É importante lembrar que, a partir dos anos de 1870, o mundo do trabalho começou a passar por transformações, como aumento salarial nas fases de alta do ciclo de conjuntura e início do reconhecimento do direito de organização sindical e do direito à greve. Essas transformações fizeram com que os trabalhadores fossem perdendo o interesse pela autogestão, visto que “„o emprego assalariado dos operários passou a ser condição social invejável‟, bem como condição de cidadania e „objeto de desejo da grande massa dos excluídos‟” (CULTI, 2006, p. 34).

Esse interesse pelo assalariamento perdurou por muito tempo, intensificando-se depois da Segunda Guerra Mundial, com a redução dos índices de desemprego e implantação de políticas econômicas e sociais durante o período denominado “anos dourados” do capitalismo. Todavia, a partir da segunda metade da década de 70 do século XX, como apresentado no início deste capítulo, a situação mudou. O capitalismo passou por uma nova crise, trazendo como consequências altas taxas de desemprego, a falência de empresas, a precarização do trabalho e a perda dos direitos conquistados. Singer (2002, p. 110-111) descreve bem esse cenário:

Tudo isso mudou radicalmente a partir da segunda metade dos anos 70, quando o desemprego em massa começou o seu retorno. Nas décadas seguintes grande parte da produção industrial mundial foi transferida para países em que as conquistas do movimento operário nunca se realizaram. O que provocou a desindustrialização dos países centrais e mesmo países semi- desenvolvidos [sic] como o Brasil, eliminando muitos milhões de postos de trabalho formal. Ter emprego em que seja possível gozar de direitos legais e fazer carreira passou a ser um privilégio de uma minoria. Os sindicatos se debilitaram pela perda de grande parte da sua base social e consequentemente de sua capacidade de ampliar os direitos dos assalariados. Na realidade, pela pressão do desemprego em massa, a situação dos trabalhadores que continuaram empregados também piorou: muitos foram obrigados a aceitar a „flexibilização‟ de seus direitos e a redução de salários diretos e indiretos.
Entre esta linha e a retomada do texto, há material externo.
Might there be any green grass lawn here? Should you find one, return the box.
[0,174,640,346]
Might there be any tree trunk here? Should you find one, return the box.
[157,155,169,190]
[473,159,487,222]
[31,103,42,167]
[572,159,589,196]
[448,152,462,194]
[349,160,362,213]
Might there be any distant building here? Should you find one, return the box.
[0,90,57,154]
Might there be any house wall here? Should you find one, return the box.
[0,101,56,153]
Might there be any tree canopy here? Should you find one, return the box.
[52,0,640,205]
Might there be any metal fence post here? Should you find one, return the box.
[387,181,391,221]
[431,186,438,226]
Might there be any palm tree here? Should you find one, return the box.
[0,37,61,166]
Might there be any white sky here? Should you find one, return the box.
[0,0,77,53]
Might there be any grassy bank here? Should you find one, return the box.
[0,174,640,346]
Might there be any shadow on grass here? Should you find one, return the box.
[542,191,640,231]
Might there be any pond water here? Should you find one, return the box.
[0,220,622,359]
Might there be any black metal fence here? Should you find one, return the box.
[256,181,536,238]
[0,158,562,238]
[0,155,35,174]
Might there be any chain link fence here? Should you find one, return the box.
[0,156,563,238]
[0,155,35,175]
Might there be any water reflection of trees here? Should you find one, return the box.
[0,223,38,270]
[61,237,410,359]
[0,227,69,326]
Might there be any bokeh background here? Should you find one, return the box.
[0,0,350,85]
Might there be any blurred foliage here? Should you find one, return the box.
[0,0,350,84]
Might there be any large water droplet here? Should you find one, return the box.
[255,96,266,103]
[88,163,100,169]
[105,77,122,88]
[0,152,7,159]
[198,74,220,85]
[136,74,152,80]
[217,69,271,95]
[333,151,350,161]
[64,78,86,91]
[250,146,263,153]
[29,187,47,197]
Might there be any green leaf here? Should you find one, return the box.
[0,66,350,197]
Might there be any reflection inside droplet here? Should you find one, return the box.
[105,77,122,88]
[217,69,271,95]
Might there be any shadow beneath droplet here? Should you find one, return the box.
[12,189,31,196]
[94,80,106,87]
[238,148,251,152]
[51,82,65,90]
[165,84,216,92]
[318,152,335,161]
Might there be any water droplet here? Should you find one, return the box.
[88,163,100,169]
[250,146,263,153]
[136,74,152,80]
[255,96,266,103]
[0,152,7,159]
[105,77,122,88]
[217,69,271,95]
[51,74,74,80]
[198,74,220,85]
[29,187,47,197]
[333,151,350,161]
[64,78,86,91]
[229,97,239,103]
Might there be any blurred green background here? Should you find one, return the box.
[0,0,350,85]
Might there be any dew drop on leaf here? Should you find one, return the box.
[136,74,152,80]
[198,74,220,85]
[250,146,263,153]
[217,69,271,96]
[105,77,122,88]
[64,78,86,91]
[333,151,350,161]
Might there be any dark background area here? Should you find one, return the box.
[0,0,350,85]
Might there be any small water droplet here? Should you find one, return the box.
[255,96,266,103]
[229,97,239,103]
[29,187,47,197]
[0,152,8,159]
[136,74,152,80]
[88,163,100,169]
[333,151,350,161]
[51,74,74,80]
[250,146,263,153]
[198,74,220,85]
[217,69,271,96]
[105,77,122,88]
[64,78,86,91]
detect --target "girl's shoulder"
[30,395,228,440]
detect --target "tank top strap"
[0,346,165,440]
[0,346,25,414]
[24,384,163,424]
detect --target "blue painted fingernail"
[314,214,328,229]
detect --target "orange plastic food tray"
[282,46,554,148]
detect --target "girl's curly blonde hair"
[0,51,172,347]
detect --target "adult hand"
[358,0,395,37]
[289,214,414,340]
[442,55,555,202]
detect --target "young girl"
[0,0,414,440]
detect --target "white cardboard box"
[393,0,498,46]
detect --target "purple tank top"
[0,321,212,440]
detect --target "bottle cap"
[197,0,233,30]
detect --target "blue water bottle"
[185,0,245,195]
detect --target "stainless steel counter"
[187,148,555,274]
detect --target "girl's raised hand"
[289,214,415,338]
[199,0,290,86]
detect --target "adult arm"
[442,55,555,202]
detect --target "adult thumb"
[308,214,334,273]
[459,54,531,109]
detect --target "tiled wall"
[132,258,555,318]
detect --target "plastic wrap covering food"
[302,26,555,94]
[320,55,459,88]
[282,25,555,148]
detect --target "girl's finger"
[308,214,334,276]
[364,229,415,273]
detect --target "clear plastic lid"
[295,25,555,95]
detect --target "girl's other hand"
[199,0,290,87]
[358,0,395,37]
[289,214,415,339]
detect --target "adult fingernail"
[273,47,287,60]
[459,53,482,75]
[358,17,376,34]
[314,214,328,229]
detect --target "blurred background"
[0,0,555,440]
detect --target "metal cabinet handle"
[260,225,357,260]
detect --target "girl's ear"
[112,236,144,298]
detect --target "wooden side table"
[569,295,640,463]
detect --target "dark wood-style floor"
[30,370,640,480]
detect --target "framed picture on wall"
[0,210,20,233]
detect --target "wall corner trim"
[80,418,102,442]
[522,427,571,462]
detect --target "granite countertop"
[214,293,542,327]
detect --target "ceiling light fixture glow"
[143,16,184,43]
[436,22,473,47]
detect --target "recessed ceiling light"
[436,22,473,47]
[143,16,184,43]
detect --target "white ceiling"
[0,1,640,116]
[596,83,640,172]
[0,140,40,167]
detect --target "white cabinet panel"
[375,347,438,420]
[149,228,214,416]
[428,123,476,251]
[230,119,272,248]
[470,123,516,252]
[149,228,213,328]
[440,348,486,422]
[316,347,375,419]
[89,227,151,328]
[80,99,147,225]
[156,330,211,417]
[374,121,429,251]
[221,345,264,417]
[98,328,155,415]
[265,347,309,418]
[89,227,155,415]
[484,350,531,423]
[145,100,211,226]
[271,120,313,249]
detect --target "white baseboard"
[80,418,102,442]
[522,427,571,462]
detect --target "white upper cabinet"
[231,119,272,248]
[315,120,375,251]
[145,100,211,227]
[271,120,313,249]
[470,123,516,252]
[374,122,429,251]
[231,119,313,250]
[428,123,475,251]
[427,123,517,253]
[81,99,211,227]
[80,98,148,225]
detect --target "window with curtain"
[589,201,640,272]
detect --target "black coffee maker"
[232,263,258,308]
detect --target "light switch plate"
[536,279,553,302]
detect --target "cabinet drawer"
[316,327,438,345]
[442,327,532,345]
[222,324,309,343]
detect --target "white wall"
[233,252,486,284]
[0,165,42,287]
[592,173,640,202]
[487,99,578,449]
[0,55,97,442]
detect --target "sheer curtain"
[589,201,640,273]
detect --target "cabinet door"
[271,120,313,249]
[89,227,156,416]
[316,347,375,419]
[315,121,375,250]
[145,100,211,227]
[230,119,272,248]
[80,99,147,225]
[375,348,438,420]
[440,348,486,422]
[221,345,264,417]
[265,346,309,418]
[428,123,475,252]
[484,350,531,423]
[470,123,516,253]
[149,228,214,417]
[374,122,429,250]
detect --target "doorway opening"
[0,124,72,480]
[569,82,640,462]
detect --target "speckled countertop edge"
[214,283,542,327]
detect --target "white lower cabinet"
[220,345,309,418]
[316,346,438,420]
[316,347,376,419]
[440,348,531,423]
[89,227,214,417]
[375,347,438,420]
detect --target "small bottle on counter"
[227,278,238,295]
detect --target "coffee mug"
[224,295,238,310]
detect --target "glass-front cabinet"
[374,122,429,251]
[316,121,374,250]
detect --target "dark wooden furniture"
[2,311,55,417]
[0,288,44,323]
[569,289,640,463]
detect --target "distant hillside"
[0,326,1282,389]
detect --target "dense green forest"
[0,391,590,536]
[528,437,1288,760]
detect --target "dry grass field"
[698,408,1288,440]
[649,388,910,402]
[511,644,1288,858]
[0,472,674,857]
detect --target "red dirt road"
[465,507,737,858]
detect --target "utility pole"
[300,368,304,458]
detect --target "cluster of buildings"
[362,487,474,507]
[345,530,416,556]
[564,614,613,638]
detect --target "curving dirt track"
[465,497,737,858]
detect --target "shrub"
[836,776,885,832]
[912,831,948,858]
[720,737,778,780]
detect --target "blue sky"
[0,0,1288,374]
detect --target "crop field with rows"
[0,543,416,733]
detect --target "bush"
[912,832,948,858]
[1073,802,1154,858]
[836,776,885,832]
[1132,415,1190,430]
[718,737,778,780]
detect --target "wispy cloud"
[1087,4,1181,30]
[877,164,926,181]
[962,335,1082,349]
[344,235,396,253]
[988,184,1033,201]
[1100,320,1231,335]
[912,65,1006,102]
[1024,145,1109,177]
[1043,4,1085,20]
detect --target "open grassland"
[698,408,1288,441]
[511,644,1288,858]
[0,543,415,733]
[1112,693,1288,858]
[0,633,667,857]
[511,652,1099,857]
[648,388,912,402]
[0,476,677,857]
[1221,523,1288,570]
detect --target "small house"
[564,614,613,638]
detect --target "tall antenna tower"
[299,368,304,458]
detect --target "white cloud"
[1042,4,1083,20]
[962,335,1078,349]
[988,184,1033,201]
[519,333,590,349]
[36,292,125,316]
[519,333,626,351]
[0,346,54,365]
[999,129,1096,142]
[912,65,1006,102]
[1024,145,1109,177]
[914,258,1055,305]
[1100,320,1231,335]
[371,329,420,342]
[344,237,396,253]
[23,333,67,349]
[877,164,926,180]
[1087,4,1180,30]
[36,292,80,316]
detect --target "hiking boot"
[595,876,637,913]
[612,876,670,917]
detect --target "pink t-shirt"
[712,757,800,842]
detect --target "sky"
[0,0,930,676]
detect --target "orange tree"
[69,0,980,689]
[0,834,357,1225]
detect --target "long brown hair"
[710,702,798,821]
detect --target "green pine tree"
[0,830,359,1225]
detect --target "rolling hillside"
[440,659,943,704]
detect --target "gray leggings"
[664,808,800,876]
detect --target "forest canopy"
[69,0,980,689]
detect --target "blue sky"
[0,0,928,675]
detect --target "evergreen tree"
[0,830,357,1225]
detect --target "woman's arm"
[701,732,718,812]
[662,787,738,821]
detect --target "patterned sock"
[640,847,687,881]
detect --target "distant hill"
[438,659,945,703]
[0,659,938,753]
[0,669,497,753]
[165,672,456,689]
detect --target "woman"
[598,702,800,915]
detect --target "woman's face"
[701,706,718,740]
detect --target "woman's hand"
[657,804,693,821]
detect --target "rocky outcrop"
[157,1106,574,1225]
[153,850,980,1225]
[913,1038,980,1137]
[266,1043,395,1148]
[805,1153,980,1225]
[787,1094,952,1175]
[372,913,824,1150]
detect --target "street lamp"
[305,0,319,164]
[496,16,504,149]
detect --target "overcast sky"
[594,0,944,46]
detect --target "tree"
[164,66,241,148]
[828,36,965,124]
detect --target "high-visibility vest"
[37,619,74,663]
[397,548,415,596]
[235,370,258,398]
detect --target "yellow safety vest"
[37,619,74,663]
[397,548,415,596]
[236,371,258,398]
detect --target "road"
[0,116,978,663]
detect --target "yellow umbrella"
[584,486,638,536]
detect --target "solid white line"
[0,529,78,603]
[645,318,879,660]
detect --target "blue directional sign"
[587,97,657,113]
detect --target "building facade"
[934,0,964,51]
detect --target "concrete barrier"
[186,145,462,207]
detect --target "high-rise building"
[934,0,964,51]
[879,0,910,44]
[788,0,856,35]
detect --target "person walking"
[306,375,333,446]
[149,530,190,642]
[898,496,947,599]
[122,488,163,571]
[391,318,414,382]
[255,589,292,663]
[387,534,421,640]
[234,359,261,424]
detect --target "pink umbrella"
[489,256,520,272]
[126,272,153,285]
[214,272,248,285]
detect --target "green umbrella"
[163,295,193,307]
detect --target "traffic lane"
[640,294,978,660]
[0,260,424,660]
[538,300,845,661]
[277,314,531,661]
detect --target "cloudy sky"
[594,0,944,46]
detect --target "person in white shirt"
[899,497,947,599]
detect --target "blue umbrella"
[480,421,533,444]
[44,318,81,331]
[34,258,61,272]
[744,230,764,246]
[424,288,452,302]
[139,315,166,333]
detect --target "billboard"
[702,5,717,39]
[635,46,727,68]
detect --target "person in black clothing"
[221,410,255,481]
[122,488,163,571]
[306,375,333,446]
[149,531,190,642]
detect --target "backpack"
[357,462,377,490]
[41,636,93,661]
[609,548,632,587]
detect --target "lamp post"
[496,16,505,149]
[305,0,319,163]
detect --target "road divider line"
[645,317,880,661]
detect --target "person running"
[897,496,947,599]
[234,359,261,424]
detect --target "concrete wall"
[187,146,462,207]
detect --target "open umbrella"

Sobretudo a instabilidade no emprego se agravou e a competição entre os trabalhadores dentro das empresas para escapar da demissão deve ter se intensificado.

É nesse quadro de crise que a economia popular solidária ressurge em grande parte dos países. Na compreensão de Singer, a economia solidária é reinventada, transformando-se num novo cooperativismo, que passa a assumir as seguintes características: “a volta aos princípios, o grande valor atribuído à democracia e à igualdade dentro dos empreendimentos, a

insistência na autogestão e o repúdio ao assalariamento” (SINGER, 2002, p. 111, grifo do autor).

Na primeira metade da década de 1980, houve a criação em massa de cooperativas de trabalhadores em toda a Europa. Os diversos movimentos sociais e étnicos desempenharam papel importante nesse ressurgimento e releitura da economia popular solidária, pois trouxeram uma nova compreensão do social e da sua relação com o econômico, bem como, da relação do homem com o meio ambiente.

Em síntese, as altas taxas de desemprego, a redução e a perda de direitos conquistados pelos trabalhadores, a precarização do trabalho e o crescente quadro de miserabilidade têm oportunizado o reflorescimento da economia popular solidária em todo o mundo. No Brasil, esse cenário não é diferente: a economia popular solidária tem crescido intensamente e vem apresentando-se em variadas formas.